Keyboard shortcuts

Press or to navigate between chapters

Press S or / to search in the book

Press ? to show this help

Press Esc to hide this help

Performance Tuning

This guide covers throughput optimization for DeltaForge CDC pipelines, based on profiling and benchmarking with the chaos test suite.

Note: These results and recommendations are a starting point. Every deployment has unique requirements — hardware, network topology, database workload patterns, event sizes, and downstream consumer capacity all affect real-world throughput. Profile your own workload and iterate.

Benchmark Results

Measured on Docker containers on a single developer machine (not dedicated infrastructure), draining a 1-10M row backlog to a single-node Kafka broker.
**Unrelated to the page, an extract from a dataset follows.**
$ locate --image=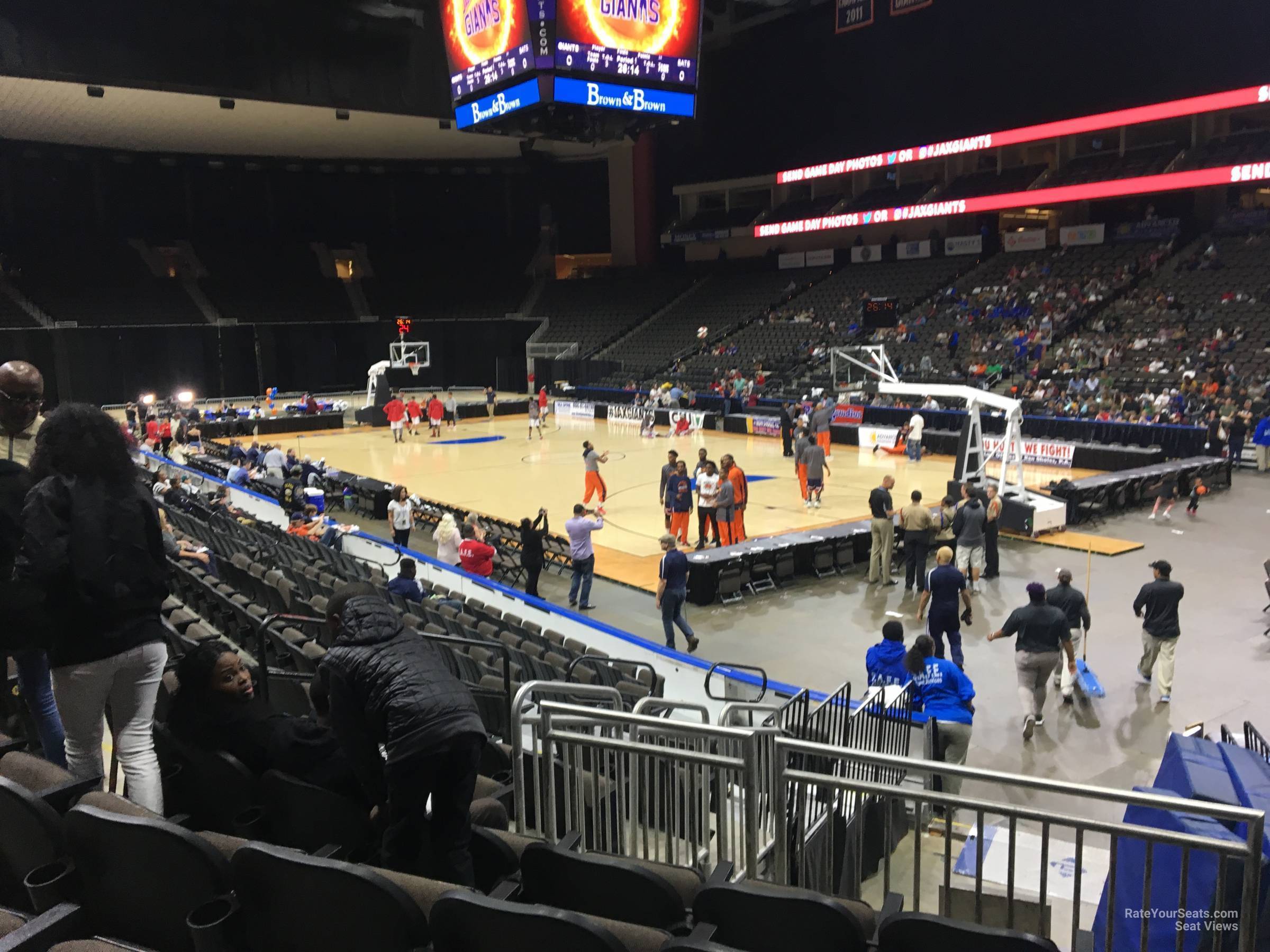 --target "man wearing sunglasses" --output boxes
[0,361,44,466]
batch.max_events=16000, batch.max_bytes=16MB, batch.max_inflight=4, linger.ms=0

SourceModeAvg (events/s)Peak (events/s)
MySQLat-least-once151K159K
MySQLexactly-once134K143K
Postgresat-least-once57K64K
Postgresexactly-once53K55K

Exactly-once overhead is ~7-11% when batch sizes are properly tuned.

Why max_bytes matters

These results show the impact of a small max_bytes (3MB) with max_events=8000:

SourceModeAvg (events/s)Peak (events/s)
MySQLat-least-once110K122K
MySQLexactly-once48K57K

A 3MB byte limit caps batches at ~6,000 events regardless of max_events, making transaction commits proportionally expensive. The default max_bytes is 16MB — sufficient for batches up to ~32K events at typical event sizes.

Your numbers will differ based on hardware, network latency, event size, and Kafka/database configuration.

Key Tuning Parameters

Batch Size (batch.max_events + batch.max_bytes)

The single most impactful setting. Larger batches amortize per-batch overhead (Kafka produce, transaction commit, checkpoint write, metrics recording) across more events.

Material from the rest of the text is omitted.